The coauthors of another study take a different tack to language model explainability. They propose leveraging “prototype” models — Proto-Trex — incorporated into a language model’s architecture that can explain the reasoning process behind the model’s decisions. While the interpretability comes with a trade-off in accuracy, the researchers say that the results are “promising” in providing helpful explanations that shed light on language models’ decision-making.
In the absence of a prototype model, researchers at École Polytechnique Fédérale de Lausanne (EPFL) generated “knowledge graph” extracts to compare variations of language models. (A knowledge graph represents a network objects, events, situations, or concepts and illustrates the relationship between them.) The framework can identify the strengths of each model, the researchers claim, allowing users to compare models, diagnose their strengths and weaknesses, and identify new datasets to improve their performance.
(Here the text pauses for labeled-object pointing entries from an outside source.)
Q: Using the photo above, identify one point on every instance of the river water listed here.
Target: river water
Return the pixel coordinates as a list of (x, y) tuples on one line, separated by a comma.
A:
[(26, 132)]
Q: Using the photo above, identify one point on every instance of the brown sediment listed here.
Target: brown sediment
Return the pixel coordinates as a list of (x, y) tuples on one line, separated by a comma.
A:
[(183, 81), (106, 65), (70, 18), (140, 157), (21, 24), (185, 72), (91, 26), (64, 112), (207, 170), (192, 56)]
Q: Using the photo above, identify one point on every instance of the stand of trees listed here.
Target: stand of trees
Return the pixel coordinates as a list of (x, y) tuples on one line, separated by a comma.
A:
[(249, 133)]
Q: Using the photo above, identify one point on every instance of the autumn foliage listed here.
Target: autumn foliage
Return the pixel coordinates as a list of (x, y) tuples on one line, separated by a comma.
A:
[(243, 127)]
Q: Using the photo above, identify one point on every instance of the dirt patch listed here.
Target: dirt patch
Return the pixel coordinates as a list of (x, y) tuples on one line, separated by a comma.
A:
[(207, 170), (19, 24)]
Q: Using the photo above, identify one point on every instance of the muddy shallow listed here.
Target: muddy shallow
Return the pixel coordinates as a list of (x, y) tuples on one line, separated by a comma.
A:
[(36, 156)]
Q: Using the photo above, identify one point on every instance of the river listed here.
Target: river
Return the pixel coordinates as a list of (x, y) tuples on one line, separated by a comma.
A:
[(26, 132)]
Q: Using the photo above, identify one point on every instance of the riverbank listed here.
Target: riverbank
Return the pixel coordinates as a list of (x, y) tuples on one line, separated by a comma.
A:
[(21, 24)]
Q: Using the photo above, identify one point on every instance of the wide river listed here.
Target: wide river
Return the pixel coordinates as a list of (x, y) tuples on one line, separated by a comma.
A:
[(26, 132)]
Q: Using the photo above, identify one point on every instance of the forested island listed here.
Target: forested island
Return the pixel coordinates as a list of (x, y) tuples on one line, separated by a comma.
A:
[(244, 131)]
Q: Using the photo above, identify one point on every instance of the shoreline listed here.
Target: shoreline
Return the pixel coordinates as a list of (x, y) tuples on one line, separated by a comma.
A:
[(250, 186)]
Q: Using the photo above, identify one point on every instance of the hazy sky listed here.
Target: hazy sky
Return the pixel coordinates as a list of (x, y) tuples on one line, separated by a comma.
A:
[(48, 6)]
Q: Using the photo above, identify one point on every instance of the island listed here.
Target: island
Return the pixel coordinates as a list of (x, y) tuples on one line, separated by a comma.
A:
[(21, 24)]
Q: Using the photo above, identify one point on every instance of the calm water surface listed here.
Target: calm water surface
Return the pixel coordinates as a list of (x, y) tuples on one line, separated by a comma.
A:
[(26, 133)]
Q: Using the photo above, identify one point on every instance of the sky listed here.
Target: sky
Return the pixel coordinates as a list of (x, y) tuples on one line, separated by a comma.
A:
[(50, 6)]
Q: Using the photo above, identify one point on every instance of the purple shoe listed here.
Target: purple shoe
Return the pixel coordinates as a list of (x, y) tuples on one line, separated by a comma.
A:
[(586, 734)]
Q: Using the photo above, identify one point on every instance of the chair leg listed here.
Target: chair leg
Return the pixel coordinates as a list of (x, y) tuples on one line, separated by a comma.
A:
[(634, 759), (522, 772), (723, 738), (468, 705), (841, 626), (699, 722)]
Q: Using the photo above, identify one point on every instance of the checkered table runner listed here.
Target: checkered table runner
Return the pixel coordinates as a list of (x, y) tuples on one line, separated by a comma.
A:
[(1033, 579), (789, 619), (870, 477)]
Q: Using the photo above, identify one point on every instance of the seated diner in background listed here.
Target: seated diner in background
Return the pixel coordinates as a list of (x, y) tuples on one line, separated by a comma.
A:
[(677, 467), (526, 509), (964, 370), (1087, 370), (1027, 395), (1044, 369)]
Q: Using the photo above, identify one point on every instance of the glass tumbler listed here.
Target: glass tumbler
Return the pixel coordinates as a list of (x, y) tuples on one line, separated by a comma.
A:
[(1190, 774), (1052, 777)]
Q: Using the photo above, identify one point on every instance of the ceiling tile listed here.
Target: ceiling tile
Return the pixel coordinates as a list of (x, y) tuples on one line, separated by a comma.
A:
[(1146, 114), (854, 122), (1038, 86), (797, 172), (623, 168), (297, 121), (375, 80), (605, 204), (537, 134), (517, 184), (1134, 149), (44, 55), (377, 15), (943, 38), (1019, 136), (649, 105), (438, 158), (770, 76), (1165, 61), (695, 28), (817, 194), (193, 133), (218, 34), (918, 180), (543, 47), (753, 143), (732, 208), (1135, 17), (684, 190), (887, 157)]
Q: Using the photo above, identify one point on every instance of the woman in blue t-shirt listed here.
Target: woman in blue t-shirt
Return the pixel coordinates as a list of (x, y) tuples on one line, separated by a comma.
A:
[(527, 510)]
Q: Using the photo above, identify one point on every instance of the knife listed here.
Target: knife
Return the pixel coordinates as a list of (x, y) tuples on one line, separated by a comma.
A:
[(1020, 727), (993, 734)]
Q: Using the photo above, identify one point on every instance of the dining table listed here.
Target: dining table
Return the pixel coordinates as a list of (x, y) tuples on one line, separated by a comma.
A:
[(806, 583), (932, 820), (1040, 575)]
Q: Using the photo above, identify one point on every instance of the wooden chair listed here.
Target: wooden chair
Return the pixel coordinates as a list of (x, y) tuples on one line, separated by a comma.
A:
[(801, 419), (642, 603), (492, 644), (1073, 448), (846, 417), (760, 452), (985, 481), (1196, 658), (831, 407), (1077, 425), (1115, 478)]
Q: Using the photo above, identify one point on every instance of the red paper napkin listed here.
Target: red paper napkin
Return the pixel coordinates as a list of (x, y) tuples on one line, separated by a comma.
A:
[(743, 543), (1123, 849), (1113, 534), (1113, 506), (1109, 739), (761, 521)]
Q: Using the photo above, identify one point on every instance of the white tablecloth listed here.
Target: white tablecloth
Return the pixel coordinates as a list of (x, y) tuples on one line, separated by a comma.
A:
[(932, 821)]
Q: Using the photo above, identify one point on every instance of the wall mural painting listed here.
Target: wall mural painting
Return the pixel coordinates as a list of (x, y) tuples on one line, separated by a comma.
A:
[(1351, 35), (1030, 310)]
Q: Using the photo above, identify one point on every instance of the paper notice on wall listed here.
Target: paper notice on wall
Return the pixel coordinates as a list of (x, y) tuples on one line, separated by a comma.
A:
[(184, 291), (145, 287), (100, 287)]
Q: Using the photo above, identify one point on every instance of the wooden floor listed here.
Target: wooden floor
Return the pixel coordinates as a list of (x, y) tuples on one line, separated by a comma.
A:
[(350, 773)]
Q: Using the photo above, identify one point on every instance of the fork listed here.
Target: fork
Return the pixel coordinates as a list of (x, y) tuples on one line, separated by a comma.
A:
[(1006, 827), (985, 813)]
“These generated knowledge graphs are a large step towards addressing the research questions: How well does my language model perform in comparison to another (using metrics other than accuracy)? What are the linguistic strengths of my language model? What kind of data should I train my model on to improve it further?,” the researchers wrote. “Our pipeline aims to become a diagnostic benchmark for language models, providing an alternate approach for AI practitioners to identify language model strengths and weaknesses during the model training process itself.”
Limitations to interpretability
Explainability in large language models is by no means a solved problem. As one study found, there’s an “interpretability illusion” that arises when analyzing a certain, popular architecture of language model called bidirectional encoder representations from transformers (BERT). Individual components of the model may incorrectly appear to represent a single, simple concept, when in fact that they’re representing something far more complex.
There’s another, more existential pitfall in model explainability:over-trust. A 2018 Microsoft study found that transparent models can make it harder for non-experts to detect and correct a model’s mistakes. More recent work suggests that interpretability tools like Google’s Language Interpretability Tool, particularly those that give an overview of a model via data plots and charts, can lead to incorrect assumptions about the dataset and models, even when the output is manipulated to show explanations that make no sense.
It’s what’s known as the automation bias — the propensity for people to favor suggestions from automated decision-making systems. Combatting it isn’t easy, but researchers like Georgia Institute of Technology professor Upol Ehsan believe that explanations given by “glassbox” AI systems, if customized to people’s level of expertise, would go a long way.
“The goal of human-centered explainable AI is not just to make the user agree to what the AI is saying. It is also to provoke reflection,” Ehsan said, speaking to MIT Tech Review.